One last spat I followed this summer spurred in the wake of one of Pakistan’s big days – May 28, called ‘Youm-i-Takbeer’ – literal meaning ‘the day of greatness’. Each year this day is celebrated to commemorate Pakistan’s nuclear tests conducted fifteen years ago. With the return of PML-N to power, the day apparently received more attention than it did in the past few years. Ceremonies were held, slogans chanted, and promises made yet again.

However, in some pockets, the frustration of an energy deprived nation got the better of the nuclear zeal. As a result, at least some of the media discussions were skeptical as opposed to celebratory. Amateurs questioned the significance of nuclear weapons for a state that is suffering from the worst shortfall of energy – resulting in long hours of electricity load-shedding, never-ending queues at CNG stations and an impending water shortage. This is certainly not a new debate. It appears very close to the classical ‘Guns Vs. Butter.’ To say the least, it is a reminder that deprivation takes its toll, it hurts consensus. The more the people feel deprived of electricity, of fuel and food, of rights and justice, the less they care about the symbols – material and mythical.

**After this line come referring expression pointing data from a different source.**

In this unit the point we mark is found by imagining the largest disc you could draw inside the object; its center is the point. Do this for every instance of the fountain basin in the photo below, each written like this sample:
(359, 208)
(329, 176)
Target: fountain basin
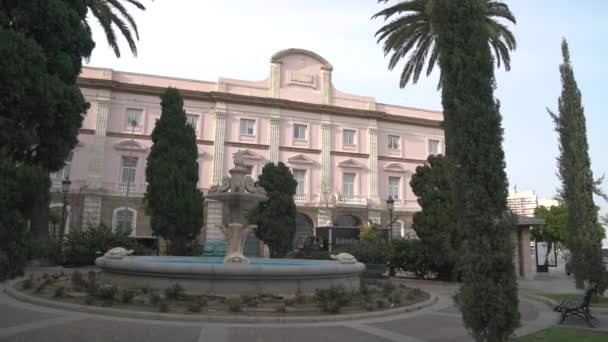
(283, 277)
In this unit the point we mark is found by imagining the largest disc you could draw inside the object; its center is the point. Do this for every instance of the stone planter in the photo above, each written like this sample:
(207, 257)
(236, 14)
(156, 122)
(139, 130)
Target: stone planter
(374, 270)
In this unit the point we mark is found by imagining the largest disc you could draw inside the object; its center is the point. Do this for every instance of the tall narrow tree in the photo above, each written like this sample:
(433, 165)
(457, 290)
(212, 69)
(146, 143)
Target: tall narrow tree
(460, 36)
(488, 297)
(574, 170)
(43, 43)
(172, 198)
(276, 218)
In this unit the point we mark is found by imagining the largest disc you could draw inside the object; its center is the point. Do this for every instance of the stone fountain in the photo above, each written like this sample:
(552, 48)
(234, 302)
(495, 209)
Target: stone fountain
(237, 192)
(234, 274)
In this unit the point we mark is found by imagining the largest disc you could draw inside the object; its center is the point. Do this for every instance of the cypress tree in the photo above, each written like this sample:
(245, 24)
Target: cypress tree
(436, 224)
(574, 169)
(472, 121)
(276, 218)
(172, 198)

But, for the nuclear enthusiasts this skepticism is as disconcerting as always. Some of them conveniently dismiss the angry voices by leveling allegations of foreign-funded, purposefully concocted propaganda to mislead the nation. Others respond with a counter narrative. They claim, probably rightly so, that there is no causal relationship between power outages and nuclear weapons. Also, that nuclear weapons are neither meant to nor can they make up for poor governance; they are meant for deterrence.

Both arguments make complete sense if seen in isolation. But the point that we often appear to ignore is does deterrence work in isolation? Aren’t we forgetting the fundamentals here? Certainly, nuclear weapons and energy are not directly related, nevertheless a state’s energy level is an indicator of its economic health. And if we haven’t forgotten the fundamentals, we would be able to make out why that matters. Have I mentioned “Economy of War”, by the way?

As much as I understand, the anger of the skeptics in this situation, is less about nuclear weapons per se, and more about flaunting them. For are they really worth flaunting, and that too under circumstances of the day? On this, many of my friends would say, as they always do, “Yes, these circumstances make them all the more important. For these help make up for at least some of our weaknesses and keep the enemy at a distance.” And I would say, as I always do, this is highly debatable! From where I see, it looks like we are missing the forest for the trees.